One damaging phenomenon is deception and fraud. It is not uncommon that disqualified products, unprofessional therapists and unlicensed clinics lie to consumers in medical cosmetology. According to the Chinese Association of Plastics and Aesthetics, there were around 17,000 licensed professionals in 2018, but the illegal therapists exceeded 150,000.
The qualification issue is one of the greatest challenges in the plastics and aesthetics and it is worthwhile to invest to make the situation better. SoYoung recently launched a project, calling an initiative to purify the industry from licensed therapists and professionals. Indeed, by doing so, SoYoung established a socially positive profile and showed determination to provide more qualified services.
Meanwhile, more players have come in. Ali Health, Ping An Good Doctor, WeDoctor, etc. – they leave out a segment for this business and call it 'consumable healthcare.' These Internet-backed healthcare arms, similar to SoYoung, provide offline medical aesthetics information. As all the players' products and services gradually converge, SoYoung may be faced with a bigger challenge of losing market share – since most players have millions of users and multi-channel access to consumers.

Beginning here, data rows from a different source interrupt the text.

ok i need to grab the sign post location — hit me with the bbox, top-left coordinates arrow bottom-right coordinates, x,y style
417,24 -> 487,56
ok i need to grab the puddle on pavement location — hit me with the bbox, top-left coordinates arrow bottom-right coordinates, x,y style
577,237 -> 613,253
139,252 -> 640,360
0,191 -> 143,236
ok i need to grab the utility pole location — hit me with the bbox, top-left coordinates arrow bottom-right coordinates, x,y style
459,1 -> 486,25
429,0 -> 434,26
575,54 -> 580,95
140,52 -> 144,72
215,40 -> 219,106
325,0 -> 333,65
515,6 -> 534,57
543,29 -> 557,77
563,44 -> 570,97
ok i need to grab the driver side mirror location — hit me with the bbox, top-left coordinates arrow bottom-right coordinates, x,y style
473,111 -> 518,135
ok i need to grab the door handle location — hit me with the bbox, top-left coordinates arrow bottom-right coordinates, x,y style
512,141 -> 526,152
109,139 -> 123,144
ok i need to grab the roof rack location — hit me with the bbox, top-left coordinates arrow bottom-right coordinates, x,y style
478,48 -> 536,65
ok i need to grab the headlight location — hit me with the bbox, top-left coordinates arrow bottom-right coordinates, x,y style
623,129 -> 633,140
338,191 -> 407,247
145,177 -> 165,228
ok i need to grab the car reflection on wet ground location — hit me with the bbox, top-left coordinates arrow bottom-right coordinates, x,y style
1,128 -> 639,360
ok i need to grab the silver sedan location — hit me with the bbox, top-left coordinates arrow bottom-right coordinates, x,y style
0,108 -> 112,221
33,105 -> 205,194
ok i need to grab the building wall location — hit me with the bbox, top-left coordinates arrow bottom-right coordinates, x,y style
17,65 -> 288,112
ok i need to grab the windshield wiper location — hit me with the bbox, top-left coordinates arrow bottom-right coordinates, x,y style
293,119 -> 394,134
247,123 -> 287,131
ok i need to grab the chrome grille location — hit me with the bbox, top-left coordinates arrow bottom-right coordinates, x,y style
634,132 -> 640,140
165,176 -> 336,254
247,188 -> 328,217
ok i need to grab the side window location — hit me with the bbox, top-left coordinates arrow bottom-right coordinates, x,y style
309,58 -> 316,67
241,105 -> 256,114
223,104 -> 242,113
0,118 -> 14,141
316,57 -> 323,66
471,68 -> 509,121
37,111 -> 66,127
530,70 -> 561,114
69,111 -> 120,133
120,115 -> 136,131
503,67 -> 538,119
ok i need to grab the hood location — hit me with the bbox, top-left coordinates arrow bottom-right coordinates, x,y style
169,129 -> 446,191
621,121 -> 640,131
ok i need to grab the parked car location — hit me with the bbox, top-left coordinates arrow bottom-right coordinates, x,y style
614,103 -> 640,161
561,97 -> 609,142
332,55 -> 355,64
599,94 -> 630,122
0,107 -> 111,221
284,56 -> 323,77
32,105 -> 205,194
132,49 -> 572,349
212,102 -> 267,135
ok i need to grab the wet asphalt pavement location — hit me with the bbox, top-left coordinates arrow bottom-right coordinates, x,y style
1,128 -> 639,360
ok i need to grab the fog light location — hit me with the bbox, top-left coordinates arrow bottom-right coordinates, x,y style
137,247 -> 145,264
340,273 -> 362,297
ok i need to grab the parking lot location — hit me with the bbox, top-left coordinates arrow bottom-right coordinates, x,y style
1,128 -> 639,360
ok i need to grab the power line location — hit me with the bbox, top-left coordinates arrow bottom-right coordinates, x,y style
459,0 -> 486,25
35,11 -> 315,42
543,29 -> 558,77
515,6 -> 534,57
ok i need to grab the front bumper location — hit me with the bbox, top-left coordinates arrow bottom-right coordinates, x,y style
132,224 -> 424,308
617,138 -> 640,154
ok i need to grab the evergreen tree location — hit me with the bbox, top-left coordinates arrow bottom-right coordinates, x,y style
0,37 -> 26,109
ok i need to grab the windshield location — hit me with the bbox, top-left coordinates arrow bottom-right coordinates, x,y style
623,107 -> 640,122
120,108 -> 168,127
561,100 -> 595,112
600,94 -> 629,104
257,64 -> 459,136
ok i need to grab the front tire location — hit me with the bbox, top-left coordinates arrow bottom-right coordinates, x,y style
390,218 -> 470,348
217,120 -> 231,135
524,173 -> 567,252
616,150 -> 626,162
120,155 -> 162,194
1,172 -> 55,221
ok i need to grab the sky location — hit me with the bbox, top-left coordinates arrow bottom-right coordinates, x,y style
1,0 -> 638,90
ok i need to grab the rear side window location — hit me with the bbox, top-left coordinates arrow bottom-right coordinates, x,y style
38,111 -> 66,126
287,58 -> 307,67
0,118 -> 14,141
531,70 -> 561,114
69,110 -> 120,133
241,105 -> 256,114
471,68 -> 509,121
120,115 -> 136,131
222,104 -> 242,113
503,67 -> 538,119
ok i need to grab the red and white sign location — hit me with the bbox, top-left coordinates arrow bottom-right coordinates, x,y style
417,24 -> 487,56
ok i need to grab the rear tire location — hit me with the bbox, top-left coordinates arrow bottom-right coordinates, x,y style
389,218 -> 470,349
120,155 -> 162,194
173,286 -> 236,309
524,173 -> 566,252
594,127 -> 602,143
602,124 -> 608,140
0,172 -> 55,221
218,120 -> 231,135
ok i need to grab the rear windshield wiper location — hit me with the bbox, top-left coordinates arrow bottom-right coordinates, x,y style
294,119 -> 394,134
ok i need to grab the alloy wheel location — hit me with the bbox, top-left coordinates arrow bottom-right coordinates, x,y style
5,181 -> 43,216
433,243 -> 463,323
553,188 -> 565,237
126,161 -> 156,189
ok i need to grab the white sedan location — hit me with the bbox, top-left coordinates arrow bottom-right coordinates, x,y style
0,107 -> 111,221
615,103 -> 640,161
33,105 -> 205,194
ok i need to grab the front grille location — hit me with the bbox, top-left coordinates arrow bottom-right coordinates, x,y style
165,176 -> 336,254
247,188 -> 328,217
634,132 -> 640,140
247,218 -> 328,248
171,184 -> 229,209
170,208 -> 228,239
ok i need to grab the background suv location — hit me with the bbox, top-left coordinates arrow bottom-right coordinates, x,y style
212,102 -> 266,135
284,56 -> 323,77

SoYoung sets a very clear goal of serving consumers. What SoYoung wants to achieve is introducing consumers with qualified offline business aesthetics institutions instead of asking consumers directly to order online. Thus a large share of revenue comes from those clinic institutions. So far, the business logic makes sense as the 'information services fees' composition percentage almost hit 75%. The drive behind business suppliers to pay indicates that SoYoung has developed the capabilities to provide target user traffic sustainabily and convert users to consumers stably.
The Internet gives possibilities to every participant in the industry. In the consumer-oriented market, the golden rule is always that 'whoever serves consumers better wins.' The only way is still to provide qualified services and transparent prices and to favor consumers.